Mas não é só essas informações que insistem pela a idéia de realidade das imagens filmadas. A câmera-personagem, como disse, é uma tendência forte do novo cinema independente, sobretudo no gênero do horror. André Øvredal foi esperto na escolha dessa forma de narrativa, o baixo orçamento, que é um grande problema nas produções mais experimentais, foi a fonte determinante para fixação desse estilo de contar histórias no cinema. Em O Caçador de Trolls a narrativa "Blair" é o grande ventríloquo do longa, que ao mesmo tempo que permite uma maior economia de gastos ajuda a intensificar o tom realista da obra, unindo assim, o útil ao agradável, o mais barato ao mais real. O longa se assemelha em alguns momentos a temática/forma de Cloverfield, de Matt Reeves, no assunto de criaturas gigantescas e arrebatadoras, mas a experiência proposta por André Øvredal é menos caótica e urbana, o filme é até mesmo desapegado a isso, é mais naturalista e contemplador. Mesmo com a câmera tremula na mão de seu operador, o longa consegue captar belas imagens da paisagem montanhosa da Noruega, a câmera do alto das montanhas filmando as cachoeiras e as rochas chega a ser mais impressionantes do que as criaturas em si, um filme rústico, porém bonito. É interessante, no sentido mais técnico, ver a relação dos documentaristas com os seus equipamentos. A garota do "boom" está sempre grudada com sua ferramenta e atenta aos ruídos, o câmera sempre fica atrás do visor, mal o vemos ou ouvimos sua voz, e o repórter/diretor está sempre a frente liderando o grupo, a clássica hierarquia do cinema. Em uma das cenas o câmera chega até a "bater o branco" em uma folha branca para captar a cor natural do ambiente, mas isso é aspecto mais acessível a quem faz cinema ou vídeo como profissional, fica isso caso algum operador de câmera esteja lendo este singelo artigo.

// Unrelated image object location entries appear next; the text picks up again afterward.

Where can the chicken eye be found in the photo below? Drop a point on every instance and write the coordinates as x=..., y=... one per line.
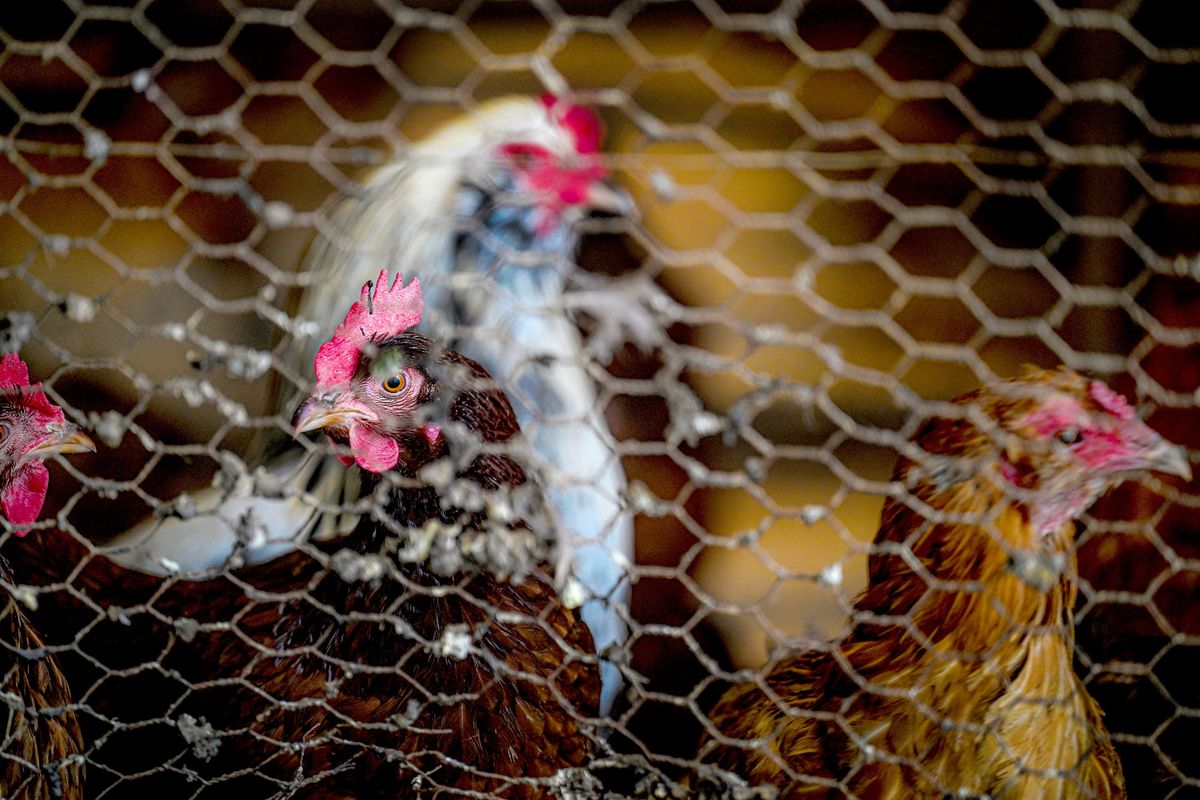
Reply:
x=1069, y=435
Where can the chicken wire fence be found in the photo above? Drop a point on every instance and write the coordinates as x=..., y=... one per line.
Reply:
x=844, y=210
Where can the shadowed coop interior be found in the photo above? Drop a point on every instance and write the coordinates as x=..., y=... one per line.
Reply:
x=846, y=210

O tom do filme é de suspeita. O clima na floresta não chega a ser agonizante, mas causa certo incômodo claustrofóbico. Noruega, gelada e úmida. As belas imagens filmadas pela câmera, já comentadas, nos dão a sensação de solidão ao meio de rochas montanhosas e de árvores gigantes, a criatura em si não é assustadora, a sua ausência gera mais impacto do que sua forma física, são monstros bobos e idiotas, chegam a ser atrapalhados, como o próprio caçador Hans afirma. O Caçador de Trolls não se apega ao clima de horror como em filmes do mesmo gênero, se é que posso chamar esse estilo de filmagem de gênero, como em Rec ou O Último Exorcismo, a tendência de André Øvredal vai mais pelo realismo psicológico do irreal do que o "medo" propriamente dito, ele quer que nós acreditemos nesse universo, e consegue. Posso ver certa semelhança entre O Caçador de Trolls e o filme Por Trás da Mascara, onde a intenção se realça mais na experiência do cinema como alcance de fatos reais do que para com o susto ou a agonia macabra.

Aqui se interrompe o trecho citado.